I'm not compating the SPs to x86 cores in any way, I don't know how did you come up to that conclusion.
Because of the VLIW nature of the SPs you could potentially make an engine that only works with 5 wide VLIW instructions and then you could potentially fill all the "cores", but that engine would not work on Nvidia cards or pre R600 Ati cards, not to mention it would not be profitable to do so and DirectX has no such functionality so you would have to make your engine entirely on HLSL. Still filling the 5 ALUs with something relevant to do would be very very difficult.

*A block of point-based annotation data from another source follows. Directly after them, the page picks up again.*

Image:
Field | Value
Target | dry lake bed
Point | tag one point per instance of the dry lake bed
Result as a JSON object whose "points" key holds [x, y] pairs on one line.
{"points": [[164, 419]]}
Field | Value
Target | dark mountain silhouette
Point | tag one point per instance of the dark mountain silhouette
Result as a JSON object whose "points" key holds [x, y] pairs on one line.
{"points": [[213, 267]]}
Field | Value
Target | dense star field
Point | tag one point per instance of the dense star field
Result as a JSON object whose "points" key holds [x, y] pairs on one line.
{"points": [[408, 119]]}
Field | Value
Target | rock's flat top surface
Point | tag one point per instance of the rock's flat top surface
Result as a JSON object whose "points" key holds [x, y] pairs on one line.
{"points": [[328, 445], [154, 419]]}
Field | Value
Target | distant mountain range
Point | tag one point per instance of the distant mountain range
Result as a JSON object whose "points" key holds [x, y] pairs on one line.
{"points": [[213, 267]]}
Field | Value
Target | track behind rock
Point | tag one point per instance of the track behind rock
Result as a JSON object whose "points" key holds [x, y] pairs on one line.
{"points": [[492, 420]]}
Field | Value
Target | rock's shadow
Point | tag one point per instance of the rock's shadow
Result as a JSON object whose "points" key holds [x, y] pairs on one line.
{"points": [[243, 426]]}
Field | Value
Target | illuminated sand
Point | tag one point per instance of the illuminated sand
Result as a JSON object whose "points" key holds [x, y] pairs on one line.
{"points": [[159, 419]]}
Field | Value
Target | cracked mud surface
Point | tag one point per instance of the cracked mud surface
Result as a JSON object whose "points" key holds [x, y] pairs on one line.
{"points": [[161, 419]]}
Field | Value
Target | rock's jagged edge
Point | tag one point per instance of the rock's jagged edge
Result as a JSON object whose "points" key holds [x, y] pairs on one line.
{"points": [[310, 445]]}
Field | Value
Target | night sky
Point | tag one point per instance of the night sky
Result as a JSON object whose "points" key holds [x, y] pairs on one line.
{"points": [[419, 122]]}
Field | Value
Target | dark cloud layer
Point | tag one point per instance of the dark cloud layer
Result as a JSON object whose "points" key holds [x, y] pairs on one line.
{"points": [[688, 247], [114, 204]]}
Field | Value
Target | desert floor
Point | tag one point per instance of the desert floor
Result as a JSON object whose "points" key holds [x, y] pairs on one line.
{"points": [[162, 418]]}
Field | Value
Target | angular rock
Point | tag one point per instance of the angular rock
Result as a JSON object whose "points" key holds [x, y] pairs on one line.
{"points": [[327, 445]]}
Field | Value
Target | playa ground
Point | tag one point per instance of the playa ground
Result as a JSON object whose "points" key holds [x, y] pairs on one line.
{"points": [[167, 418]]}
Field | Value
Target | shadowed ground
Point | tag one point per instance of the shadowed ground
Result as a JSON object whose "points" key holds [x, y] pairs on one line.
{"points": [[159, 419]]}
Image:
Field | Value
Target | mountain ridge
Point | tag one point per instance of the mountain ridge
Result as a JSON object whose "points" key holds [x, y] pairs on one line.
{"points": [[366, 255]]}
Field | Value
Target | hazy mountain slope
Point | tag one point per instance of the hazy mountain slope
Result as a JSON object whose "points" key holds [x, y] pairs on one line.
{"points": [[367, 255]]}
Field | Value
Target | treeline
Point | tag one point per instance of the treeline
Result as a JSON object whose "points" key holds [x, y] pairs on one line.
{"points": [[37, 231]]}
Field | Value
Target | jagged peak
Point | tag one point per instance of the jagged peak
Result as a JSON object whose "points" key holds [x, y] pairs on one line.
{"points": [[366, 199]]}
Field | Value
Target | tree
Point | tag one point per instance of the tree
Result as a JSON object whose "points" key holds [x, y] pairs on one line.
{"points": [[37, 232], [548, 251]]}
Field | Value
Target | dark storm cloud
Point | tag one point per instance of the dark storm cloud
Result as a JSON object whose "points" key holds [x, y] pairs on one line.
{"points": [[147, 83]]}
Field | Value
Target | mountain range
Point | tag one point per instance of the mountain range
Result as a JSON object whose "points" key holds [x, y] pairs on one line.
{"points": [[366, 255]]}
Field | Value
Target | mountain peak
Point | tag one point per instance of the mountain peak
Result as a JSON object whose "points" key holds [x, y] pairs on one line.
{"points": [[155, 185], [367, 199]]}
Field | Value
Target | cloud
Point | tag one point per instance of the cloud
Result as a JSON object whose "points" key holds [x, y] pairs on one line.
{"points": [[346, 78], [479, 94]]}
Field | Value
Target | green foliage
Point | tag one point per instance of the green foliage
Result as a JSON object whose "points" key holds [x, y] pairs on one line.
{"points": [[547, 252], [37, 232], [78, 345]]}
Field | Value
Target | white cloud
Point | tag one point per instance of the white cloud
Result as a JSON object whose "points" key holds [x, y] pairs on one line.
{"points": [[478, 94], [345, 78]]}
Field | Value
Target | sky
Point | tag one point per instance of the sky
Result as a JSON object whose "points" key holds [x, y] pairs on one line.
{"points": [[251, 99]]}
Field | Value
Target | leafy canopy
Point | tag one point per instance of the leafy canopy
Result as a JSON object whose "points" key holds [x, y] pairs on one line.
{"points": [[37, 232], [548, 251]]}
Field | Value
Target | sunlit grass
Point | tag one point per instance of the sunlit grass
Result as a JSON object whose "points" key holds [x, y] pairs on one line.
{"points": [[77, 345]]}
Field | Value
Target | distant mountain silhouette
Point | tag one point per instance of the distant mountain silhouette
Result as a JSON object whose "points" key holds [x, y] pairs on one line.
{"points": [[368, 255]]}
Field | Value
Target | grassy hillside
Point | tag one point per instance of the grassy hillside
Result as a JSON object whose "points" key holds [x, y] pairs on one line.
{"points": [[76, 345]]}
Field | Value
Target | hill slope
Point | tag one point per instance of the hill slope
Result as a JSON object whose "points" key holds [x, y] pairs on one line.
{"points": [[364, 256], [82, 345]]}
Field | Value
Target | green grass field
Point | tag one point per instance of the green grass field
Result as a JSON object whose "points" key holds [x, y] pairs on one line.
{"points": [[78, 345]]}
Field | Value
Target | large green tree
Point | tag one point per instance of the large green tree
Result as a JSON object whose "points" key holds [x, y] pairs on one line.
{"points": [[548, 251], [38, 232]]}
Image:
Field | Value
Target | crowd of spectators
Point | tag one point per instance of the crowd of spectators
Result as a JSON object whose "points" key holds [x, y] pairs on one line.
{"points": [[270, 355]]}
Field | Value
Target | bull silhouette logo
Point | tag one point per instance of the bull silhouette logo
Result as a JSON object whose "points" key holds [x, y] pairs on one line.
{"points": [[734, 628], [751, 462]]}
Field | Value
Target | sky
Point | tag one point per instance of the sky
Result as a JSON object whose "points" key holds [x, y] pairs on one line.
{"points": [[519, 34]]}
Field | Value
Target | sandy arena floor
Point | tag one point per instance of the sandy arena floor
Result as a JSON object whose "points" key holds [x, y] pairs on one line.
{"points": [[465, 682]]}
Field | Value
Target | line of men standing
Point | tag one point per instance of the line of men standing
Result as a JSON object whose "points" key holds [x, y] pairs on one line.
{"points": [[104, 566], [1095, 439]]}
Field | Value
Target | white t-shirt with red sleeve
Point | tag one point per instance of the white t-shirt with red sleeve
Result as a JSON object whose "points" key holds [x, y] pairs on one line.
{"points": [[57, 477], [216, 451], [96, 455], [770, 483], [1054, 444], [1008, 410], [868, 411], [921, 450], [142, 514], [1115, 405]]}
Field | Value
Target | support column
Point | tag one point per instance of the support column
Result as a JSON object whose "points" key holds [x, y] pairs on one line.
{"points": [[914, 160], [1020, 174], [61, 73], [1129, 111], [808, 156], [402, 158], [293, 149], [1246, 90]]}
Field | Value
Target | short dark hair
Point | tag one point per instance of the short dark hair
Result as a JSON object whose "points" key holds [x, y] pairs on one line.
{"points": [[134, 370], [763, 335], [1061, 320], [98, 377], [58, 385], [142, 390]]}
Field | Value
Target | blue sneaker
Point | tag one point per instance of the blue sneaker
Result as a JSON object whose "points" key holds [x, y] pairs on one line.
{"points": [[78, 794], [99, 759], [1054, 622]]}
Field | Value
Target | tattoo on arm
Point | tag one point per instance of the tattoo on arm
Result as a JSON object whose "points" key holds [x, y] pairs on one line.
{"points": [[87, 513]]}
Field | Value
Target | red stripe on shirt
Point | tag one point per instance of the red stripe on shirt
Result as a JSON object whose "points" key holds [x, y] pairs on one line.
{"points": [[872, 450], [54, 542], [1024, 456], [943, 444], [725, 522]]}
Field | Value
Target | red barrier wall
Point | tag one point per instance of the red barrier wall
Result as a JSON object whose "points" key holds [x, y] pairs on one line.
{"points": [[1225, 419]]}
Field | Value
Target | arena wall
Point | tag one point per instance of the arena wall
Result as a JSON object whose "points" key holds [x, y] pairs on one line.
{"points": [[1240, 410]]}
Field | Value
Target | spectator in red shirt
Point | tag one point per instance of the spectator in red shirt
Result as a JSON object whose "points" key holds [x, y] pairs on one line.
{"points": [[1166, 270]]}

http://perspectives.mvdirona.com/2009/03/18/HeterogeneousComputingUsingGPGPUsAMDATIRV770.aspx
On general computing you will not see that typical usage of 4.2 and will be closer to 1 most times than not and hence the real Gflops on the Ati cards with this design is 1/5th or 2/5th of the peak throughoutput.
Also when a special function must be calculated you loose one of those ALUs (the fat one) for many clocks (probably you loose the entire SP), whereas the Nvidia card can do both the SF and the ALU operation and this is not the famous dual-issue, it can always be done as long as the SF function and the thread being executed in the ALUs were issued in a different clock.